My tent sits at the back of the Tecopa Hot Springs campground with Grimshaw Dry Lake behind me; the trailer parked in the foreground is unoccupied and the white dusting on the ground is minerals coming to the surface, not snow

Bicycle camping in and around Mojave National Preserve 2006

Day 8: Tecopa Hot Springs to Shoshone and back

16.6 miles, 1:16 hrs, 28.4 mph max, 12.6 mph avg

Morning again. Time for a very light day of cycling, and time to sleep in a bit. Tecopa Hot Springs feels like a great place to do this. I'm tired after yesterday's long ride and feel like I could get easily stuck here and stay for years.


The men's "cool pool" at Tecopa Hot Springs

When I finally get up because the tent is getting too hot inside, I walk over to the showers and soak in the hot pools for a while. I sit in the "cool pool" for about ten minutes, and it's quite warm despite the name. Then I decide to try out the "warm pool" for a while, which starts to feel rather hot after a few minutes.

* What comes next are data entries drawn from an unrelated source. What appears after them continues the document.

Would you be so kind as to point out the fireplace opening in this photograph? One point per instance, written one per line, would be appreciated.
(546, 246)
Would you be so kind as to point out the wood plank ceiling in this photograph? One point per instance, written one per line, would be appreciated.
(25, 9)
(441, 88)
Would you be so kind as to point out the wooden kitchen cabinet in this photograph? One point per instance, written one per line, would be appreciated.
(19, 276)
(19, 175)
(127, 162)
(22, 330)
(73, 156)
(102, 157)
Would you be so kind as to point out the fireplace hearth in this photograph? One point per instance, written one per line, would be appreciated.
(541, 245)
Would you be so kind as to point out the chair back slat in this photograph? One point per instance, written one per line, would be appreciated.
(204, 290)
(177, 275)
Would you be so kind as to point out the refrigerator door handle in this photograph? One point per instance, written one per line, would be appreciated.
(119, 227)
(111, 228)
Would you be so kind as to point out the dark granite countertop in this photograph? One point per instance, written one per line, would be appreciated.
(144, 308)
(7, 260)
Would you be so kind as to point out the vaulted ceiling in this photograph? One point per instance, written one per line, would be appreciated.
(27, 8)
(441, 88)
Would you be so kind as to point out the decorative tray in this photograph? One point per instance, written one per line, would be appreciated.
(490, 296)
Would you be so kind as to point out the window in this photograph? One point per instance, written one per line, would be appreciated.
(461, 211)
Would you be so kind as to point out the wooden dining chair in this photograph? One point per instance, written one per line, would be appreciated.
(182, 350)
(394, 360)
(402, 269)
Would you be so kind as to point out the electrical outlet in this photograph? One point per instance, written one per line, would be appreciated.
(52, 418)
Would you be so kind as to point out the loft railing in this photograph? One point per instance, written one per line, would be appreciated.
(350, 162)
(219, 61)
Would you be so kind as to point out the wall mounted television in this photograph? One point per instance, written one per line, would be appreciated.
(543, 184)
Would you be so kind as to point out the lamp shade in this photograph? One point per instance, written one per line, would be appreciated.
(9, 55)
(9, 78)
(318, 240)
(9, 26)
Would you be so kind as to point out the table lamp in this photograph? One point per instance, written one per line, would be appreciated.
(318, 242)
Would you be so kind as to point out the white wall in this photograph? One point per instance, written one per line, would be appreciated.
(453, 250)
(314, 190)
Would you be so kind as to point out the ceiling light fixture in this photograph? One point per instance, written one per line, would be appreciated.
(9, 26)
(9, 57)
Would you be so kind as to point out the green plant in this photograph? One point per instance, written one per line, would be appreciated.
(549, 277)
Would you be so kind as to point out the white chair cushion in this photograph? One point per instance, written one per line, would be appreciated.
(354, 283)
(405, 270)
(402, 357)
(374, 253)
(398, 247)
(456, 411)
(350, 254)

This can be a very social place and people come from all around to visit the area and relax in the naturally warm water. Nudity is required in the pools and the men's pool is separate from the women's pools.

I end up chatting for about an hour with a guy who now lives in Pahrump, Nevada, some 25 miles away from here.

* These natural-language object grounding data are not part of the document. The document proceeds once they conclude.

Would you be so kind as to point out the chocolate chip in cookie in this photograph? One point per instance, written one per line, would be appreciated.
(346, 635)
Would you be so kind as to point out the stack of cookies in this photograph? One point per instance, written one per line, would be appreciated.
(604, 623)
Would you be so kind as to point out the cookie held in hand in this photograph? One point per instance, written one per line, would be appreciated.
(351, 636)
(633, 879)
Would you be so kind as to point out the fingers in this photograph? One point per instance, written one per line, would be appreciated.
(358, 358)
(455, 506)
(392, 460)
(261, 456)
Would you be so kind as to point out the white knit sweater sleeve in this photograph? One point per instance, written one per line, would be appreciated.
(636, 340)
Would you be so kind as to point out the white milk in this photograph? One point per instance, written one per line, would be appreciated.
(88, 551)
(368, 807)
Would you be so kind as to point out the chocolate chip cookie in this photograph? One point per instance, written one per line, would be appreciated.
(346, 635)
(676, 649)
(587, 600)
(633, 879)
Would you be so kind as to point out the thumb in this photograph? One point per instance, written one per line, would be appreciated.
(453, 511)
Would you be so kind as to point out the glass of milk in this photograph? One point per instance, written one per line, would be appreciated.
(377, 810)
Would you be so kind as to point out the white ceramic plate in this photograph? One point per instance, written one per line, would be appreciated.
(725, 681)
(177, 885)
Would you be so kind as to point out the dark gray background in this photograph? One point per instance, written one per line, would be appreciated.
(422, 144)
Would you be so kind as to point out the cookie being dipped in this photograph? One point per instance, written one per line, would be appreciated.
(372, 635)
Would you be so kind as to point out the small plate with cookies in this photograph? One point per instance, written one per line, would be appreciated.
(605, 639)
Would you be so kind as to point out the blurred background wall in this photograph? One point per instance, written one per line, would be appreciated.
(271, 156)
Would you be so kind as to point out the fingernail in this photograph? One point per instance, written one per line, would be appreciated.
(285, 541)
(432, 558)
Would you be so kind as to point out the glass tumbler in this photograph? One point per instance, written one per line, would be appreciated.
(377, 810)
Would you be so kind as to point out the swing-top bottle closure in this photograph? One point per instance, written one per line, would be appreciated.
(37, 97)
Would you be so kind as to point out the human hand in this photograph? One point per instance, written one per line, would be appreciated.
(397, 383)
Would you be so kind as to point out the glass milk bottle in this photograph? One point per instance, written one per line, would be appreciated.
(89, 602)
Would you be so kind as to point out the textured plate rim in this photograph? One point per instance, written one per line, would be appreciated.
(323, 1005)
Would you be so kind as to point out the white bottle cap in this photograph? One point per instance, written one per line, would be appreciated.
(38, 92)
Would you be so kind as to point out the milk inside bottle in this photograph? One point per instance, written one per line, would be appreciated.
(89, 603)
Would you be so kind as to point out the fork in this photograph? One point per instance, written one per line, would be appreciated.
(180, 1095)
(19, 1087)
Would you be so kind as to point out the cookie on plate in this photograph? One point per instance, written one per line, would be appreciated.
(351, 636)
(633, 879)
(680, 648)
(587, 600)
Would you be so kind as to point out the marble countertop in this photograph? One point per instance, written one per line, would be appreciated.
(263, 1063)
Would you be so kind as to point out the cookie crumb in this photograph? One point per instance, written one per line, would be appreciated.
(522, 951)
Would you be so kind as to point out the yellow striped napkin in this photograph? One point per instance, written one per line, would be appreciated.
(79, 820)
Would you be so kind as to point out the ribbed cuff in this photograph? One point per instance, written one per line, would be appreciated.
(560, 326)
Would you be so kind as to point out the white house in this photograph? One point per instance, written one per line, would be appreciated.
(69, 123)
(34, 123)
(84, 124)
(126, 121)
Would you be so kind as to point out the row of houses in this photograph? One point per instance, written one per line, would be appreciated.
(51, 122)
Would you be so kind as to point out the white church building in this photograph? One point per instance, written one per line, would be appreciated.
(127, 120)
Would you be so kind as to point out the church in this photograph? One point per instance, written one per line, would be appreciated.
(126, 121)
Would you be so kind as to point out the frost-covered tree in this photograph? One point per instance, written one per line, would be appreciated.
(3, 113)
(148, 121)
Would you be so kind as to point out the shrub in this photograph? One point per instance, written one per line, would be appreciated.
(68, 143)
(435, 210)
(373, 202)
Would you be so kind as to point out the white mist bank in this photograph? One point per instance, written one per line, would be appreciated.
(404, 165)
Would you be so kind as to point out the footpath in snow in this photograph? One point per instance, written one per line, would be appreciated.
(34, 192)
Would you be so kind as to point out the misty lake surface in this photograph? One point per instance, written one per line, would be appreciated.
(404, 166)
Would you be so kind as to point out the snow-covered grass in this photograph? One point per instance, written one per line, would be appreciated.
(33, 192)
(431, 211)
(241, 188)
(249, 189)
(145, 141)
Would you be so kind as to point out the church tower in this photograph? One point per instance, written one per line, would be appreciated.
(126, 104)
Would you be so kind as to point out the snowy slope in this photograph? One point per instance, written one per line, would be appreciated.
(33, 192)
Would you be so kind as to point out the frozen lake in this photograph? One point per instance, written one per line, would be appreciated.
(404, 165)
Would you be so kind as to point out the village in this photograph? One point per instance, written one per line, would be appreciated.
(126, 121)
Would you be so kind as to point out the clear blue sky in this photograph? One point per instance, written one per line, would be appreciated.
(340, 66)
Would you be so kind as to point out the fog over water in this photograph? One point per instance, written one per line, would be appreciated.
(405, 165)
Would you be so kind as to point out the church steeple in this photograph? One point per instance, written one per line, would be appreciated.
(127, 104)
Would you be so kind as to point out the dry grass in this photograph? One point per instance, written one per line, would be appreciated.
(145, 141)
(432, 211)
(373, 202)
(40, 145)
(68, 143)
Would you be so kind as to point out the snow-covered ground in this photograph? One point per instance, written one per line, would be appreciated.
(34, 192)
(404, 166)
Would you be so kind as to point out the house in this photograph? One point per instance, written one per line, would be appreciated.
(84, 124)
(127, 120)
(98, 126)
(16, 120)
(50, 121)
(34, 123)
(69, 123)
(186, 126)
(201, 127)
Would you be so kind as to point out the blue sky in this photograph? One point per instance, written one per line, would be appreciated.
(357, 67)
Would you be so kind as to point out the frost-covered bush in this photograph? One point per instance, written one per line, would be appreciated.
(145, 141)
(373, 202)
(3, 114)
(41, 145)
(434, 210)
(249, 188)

He calls Pahrump the obesity capital of the USA. Like me, he's a city kid at heart and we end up talking mostly about places like New York City and San Francisco. Our chat started while we were sitting in the hot pools and is continuing while we slowly dry ourselves off.


The pool building at Tecopa Hot Springs

He flatters me, probably intentionally, when he turns to a quieter guy drying off next to him and points out jokingly that my slim body is what a human being is supposed to look like.

Out of the showers, I walk into the office next door to pay for a second night at my campsite. It's so nice that I don't need to pack up everything today. I buy a couple of bags of chips, a bottle of juice and a large can of iced tea. There is no other store in town, so this little convenience is a welcome one.

I walk back to my tent, and just as I arrive, Billy, the bicycle-touring guy that I met at the showers last night arrives in his little car with his dog.

Just as I am thinking how much I enjoy the little brook near my tent, Billy informs me that the brook is just the drainage water from the hot pools and showers. So much for natural charm!